OMGabe

by Gabe Berman – the author of Live Like a Fruit Fly

Archive for the month “December, 2023”

And Now The Scoobz Is Gone Too :(

Early yesterday morning, lying in bed wide awake before my doctors appointment, I said to myself, “If I’m okay, if this turns out to be nothing, if I dodge this bullet, I’ll be more grateful, more often, from now on.”

Hours later, back in bed, lying in the same position, I was so grateful to be okay. I was so grateful to have dodged the bullet. Whatever I’m feeling in my stomach turns out to just be a benign cyst, and not, well, you know.

And then the next damn day, just like that, my little orange friend Scooby is gone. Two cats I loved like family are gone within seven months of each other.

Thankfully, The Scoobz wasn’t killed by a coyote like The Jing was. But his original “owner” who neglected the fuck out of him and abandoned him about a year ago, swiped him from my porch late last night and moved five hours away today.

So much for the power of gratitude.

But I am still grateful. With all of the day to day horrors in the world, I’m still grateful. There’s goodness in the world. And where I can’t see it, which is often, I’ll be it.

I hope someday you will join us and the world will live as one.

Love/Thanks,

GB

The Doors Of Perception

EVEN THOUGH EVERY DAY

MAY NOT BE WONDERFUL

ALWAYS SEEK THE WONDER

IN EACH DAY

I saw these words on plaque affixed to a bench outside of a cancer center.

I brought my friend there today. He’s mostly alright thankfully.

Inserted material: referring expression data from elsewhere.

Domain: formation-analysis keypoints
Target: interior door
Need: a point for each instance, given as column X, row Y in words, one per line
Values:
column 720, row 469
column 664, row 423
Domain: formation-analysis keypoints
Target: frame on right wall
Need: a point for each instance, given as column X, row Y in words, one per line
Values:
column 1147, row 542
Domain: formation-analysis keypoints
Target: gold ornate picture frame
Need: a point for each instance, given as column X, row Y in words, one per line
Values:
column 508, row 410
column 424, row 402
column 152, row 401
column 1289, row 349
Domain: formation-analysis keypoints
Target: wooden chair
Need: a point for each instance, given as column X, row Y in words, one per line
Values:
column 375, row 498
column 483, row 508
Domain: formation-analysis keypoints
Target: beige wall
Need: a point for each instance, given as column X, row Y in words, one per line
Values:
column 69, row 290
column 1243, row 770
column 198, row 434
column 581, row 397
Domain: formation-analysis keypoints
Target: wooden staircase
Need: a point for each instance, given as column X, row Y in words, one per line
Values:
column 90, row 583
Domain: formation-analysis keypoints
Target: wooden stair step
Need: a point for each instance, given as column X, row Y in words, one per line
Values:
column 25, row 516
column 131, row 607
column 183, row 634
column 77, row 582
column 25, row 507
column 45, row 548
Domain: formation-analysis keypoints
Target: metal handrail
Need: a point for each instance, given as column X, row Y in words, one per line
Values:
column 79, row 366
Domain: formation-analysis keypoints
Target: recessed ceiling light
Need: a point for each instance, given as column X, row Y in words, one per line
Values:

Just a checkup.

As I waited for him with my face turned towards to the sun and my eyes closed, I realized it’s December 11th. My dad died of cancer exactly eleven years ago.

I called my mom.

I called my sister.

And now as I write this, I’m thinking about Ray Manzarek. The keyboardist for The Doors. He once said in an interview, “The ancient Egyptians use to say, if you say a man’s name, he is alive. So I take this opportunity to say Jim Morrison. “

And I take this opportunity to say Harold Berman. I miss you and love you beyond all words. Beyond all worlds.

– gb

P.S. Thank you for reading this. And as always with this, I’m not here for likes or for sympathy (although they are appreciated of course). I’m just here with a few words because I had no choice but to write them. For myself and for you. Just in case you needed some warmth and self reflection.

P.PS. Even though every day may not be wonderful, always seek the wonder in each day. Thank you again.